I look forward to Slashdot telling me everyday who the bad guys are. Even though Slashdot has sued websites in the past for copyright infringement, and they've pretended to care about plagiarism, we're supposed to go along with Slashdot's anti-copyright agenda. I'm okay with that hypocrisy because it serves me. It makes me feel less guilty when I pirate something. Remember, I'm not the bad guy--the RIAA/MPAA/whatever is. That makes it okay for me to not pay people for their work.

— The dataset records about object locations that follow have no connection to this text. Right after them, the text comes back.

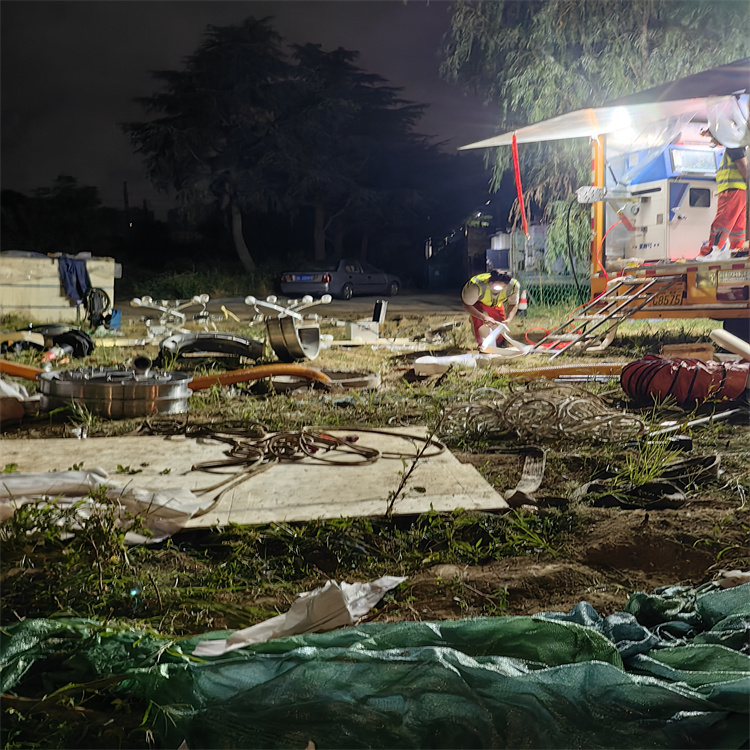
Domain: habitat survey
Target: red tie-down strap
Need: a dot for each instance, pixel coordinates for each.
(688, 381)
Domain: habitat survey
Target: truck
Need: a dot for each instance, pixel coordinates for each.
(653, 199)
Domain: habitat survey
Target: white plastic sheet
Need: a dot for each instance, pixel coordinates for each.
(332, 606)
(163, 512)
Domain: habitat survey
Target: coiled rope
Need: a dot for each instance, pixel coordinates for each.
(252, 449)
(554, 412)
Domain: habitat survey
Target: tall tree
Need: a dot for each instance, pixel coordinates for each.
(208, 140)
(347, 122)
(537, 59)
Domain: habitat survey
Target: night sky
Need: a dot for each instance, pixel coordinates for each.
(70, 71)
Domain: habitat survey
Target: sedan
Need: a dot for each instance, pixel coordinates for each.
(339, 278)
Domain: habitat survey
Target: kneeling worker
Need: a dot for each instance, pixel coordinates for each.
(484, 297)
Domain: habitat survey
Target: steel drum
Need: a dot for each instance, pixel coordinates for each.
(117, 393)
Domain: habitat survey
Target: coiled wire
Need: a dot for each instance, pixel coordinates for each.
(542, 411)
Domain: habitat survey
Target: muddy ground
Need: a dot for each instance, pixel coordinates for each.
(600, 555)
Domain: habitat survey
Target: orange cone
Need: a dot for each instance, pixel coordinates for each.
(523, 304)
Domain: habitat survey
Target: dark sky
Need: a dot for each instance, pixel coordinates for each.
(71, 68)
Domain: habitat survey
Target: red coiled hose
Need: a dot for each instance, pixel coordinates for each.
(689, 381)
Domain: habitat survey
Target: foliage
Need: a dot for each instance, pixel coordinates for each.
(246, 131)
(569, 233)
(537, 59)
(212, 117)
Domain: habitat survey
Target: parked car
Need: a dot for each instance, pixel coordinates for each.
(339, 278)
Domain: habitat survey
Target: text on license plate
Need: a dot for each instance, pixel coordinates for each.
(742, 274)
(667, 299)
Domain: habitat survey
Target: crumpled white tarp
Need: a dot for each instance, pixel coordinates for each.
(163, 512)
(332, 606)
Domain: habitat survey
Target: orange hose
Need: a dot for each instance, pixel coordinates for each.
(19, 371)
(554, 372)
(256, 373)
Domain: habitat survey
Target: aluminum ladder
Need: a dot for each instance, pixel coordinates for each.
(595, 324)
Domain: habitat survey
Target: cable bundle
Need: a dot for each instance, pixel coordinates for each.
(688, 381)
(543, 411)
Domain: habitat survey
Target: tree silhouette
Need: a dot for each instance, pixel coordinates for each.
(209, 139)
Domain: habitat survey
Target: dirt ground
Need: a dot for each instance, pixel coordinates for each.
(600, 555)
(617, 554)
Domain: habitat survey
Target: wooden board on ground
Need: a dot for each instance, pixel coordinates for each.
(298, 491)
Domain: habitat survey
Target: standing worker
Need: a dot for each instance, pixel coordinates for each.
(484, 297)
(729, 227)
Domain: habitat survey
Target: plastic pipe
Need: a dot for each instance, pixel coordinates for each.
(730, 342)
(257, 373)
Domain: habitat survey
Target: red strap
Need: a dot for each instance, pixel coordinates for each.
(519, 190)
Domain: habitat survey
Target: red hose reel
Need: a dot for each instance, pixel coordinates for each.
(689, 381)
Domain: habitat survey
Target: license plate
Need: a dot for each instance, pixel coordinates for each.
(667, 299)
(727, 277)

EULAs and copyright licenses are wrong, yet the GPL is good. Piracy isn't theft, yet GPL violations are referred to as "stolen GPL code." I accept all of these double-standards because it serves me. I pretend not to notice when someone points out that the GPL relies on copyright law, and if I want to get rid of copyright, my beloved open source code will no longer be protected by the GPL. I don't care, because I'm too busy concerning myself with what I want for free, not about the consequences. I want to get rid of copyrights because I've been told that copyrights are the bad guy, and they are an obstacle to my rampant piracy.
Fellow pirates, let us continue our selfish leeching. Let us paint others as the bad guys to absolve us of our emotional guilt. Our goal is to convince people that piracy is something the good guys are doing in a fight with the evil corporations. Making money is wrong, even though Slashdot displays ads, and it cost me money to buy the computer I'm using to pirate stuff.